Contrary to all other inflammatory markers under study, we found a positive association of IL-6sR with change in thigh muscle area. IL-6sRs appear to facilitate and enhance IL-6 activity (34). IL-6 has been classified as both a proinflammatory and anti-inflammatory cytokine. IL-6 is tightly linked to TNF-α; TNF-α induces production of IL-6, whereas IL-6 inhibits TNF gene expression. The complex of IL-6sR and IL-6 can act as a very strong inhibitor of TNF-α (35). Higher levels of IL-6sR may therefore indicate a tight regulation of TNF-α, preventing the loss of muscle mass. On the other hand, IL-6sR showed a negative association with change in muscle strength. Other biological studies are needed to further investigate the role of IL-6sR in sarcopenia and loss of strength.

This study did not show any statistically significant associations between inflammatory markers and change in knee extensor strength. Due to the stringent exclusion criteria of the knee extensor strength test, 13% of the persons in the original cohort were excluded from that test. These persons were older, had lower grip strength, lower thigh muscle area, and higher levels of inflammatory markers. These frailer persons were, however, included in the grip strength test. This may explain the differences in associations between inflammatory markers and grip strength compared with knee extensor strength.

This study has a few limitations. First, the study sample consisted of well-functioning men and women without any self-reported physical limitations at baseline. Therefore, persons with low muscle mass and strength were more likely to be excluded from the study. However, the association of inflammation status with decline in muscle mass and strength can be well studied in healthy nondisabled persons who are gradually losing health and function. Second, because there was a relatively long follow-up of 5 years, many respondents were excluded from the analyses. The main reason for this loss to follow-up was death, which is an important issue in cohort studies of older persons. Therefore, we should be careful with the generalizability of our results. Compared with the participants included in the analyses, those who were excluded were older, more often male, more often black, had a lower knee extensor strength, had higher levels of inflammatory markers (IL-6, CRP, and TNF-α), were less physically active, and more often had one or more chronic diseases. Our results may therefore underestimate the relationship between inflammation and decline in muscle mass and strength. Another limitation is the single assessment of the inflammatory markers at baseline, which makes it impossible to investigate the association between change in inflammatory markers and decline in muscle mass and strength. Third, soluble receptors were measured in a random subsample. Therefore, the numbers used in the analyses with the soluble receptors were small, and the results in the weight-stable subgroup should be interpreted carefully. To increase statistical power, all analyses in the subgroup of weight-stable persons were repeated, using only those confounders that changed the regression coefficient by 10%. The results were similar to the initial analyses with all confounders (data not shown).

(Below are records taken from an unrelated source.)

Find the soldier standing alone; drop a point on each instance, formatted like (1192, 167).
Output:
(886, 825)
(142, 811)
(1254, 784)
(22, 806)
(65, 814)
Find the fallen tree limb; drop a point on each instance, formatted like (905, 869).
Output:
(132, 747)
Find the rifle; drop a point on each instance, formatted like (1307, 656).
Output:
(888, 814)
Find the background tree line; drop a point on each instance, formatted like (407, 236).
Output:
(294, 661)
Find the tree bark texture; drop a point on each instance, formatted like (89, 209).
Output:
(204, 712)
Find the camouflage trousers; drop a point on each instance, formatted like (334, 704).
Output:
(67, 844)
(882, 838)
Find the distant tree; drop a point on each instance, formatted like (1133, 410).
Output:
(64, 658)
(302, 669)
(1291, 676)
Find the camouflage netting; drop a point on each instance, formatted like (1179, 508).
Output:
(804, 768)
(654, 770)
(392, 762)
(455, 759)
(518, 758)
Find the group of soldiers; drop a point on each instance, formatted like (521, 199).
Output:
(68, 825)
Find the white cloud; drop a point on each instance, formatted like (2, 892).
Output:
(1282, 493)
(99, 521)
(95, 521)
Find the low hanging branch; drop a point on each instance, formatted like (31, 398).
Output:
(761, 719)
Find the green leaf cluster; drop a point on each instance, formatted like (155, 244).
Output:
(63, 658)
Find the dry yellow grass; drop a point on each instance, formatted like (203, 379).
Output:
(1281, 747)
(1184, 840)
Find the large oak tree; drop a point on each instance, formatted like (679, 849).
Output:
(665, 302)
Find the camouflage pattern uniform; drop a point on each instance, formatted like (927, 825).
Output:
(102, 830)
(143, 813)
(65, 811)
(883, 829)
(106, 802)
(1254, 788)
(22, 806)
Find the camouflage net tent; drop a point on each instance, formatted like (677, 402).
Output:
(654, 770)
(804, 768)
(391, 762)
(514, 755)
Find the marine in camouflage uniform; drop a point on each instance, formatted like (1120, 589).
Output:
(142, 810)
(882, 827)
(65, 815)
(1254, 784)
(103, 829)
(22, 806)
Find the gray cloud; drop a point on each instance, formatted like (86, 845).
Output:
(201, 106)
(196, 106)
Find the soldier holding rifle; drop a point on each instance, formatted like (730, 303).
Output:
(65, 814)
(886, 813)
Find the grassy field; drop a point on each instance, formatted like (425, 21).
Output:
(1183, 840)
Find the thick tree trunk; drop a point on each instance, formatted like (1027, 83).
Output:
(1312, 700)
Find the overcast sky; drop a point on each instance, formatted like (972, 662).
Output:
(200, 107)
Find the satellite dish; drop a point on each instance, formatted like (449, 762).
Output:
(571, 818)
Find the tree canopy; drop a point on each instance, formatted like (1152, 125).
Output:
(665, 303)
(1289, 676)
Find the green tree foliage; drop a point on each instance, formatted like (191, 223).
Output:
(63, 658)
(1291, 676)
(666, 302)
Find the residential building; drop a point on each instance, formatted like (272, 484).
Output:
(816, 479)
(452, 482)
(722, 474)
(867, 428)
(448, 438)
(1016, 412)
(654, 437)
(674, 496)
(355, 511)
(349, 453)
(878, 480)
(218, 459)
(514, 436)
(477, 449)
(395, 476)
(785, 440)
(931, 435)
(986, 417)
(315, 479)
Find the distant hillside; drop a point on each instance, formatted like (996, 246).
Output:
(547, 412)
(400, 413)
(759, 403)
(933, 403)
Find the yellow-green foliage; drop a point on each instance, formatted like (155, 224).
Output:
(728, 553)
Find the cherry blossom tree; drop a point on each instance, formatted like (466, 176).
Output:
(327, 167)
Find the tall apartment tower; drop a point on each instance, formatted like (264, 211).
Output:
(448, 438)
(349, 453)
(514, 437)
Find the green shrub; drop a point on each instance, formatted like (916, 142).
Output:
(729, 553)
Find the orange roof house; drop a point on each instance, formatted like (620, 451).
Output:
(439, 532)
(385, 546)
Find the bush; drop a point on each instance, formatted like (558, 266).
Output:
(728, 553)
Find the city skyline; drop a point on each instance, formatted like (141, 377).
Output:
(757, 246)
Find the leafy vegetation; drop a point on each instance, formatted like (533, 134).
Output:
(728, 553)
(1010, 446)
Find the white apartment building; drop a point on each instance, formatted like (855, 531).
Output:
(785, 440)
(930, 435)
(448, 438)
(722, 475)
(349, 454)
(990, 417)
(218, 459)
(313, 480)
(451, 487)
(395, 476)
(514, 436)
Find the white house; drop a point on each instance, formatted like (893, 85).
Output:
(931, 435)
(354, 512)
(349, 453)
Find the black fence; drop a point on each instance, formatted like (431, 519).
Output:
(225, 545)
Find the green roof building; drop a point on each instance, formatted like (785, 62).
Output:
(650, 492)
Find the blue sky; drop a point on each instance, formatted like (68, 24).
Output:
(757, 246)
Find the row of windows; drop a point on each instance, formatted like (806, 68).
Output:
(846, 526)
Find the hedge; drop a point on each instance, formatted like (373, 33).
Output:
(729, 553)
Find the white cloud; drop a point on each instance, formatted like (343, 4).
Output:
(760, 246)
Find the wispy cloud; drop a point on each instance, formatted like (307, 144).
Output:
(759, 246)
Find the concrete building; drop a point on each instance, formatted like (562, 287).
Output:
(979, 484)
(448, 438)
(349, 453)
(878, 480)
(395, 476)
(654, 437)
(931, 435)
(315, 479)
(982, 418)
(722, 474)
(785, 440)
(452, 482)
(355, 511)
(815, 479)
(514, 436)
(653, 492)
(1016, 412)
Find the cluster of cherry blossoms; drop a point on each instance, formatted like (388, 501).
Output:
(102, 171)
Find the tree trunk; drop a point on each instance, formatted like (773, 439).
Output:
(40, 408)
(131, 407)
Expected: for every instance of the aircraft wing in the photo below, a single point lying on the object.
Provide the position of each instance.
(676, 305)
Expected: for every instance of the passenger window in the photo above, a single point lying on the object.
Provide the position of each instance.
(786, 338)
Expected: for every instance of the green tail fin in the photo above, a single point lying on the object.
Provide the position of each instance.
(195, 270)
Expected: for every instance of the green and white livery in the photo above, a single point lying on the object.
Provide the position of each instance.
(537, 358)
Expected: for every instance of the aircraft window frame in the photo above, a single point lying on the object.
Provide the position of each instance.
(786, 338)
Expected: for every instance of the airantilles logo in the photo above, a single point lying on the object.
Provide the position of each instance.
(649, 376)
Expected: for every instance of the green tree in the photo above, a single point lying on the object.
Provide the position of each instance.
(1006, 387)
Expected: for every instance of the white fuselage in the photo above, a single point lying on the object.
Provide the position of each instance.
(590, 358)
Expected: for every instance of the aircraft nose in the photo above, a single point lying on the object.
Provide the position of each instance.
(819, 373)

In conclusion, higher levels of IL-6, CRP, TNF-α, IL-6sR, and TNFsR1 were associated with 5-year change in thigh muscle area. After adjustment for 5-year change in weight, these associations (except for IL-6sR) were attenuated. TNF-α was associated with decline in grip strength and borderline associated with decline in knee extensor strength. Overall, TNF-α and its soluble receptors showed the strongest associations and might be important markers of loss of muscle mass and strength. Future studies investigating inflammation-related changes in muscle mass and strength should carefully account for the effects of weight change.

FUNDING

The Health, Aging, and Body Composition Study was supported by National Institute on Aging contracts N01-AG-6-2101, N01-AG-6-2103, and N01-AG-6-2106. This research was supported in part by the Intramural Research Program of the National Institutes of Health, National Institute on Aging.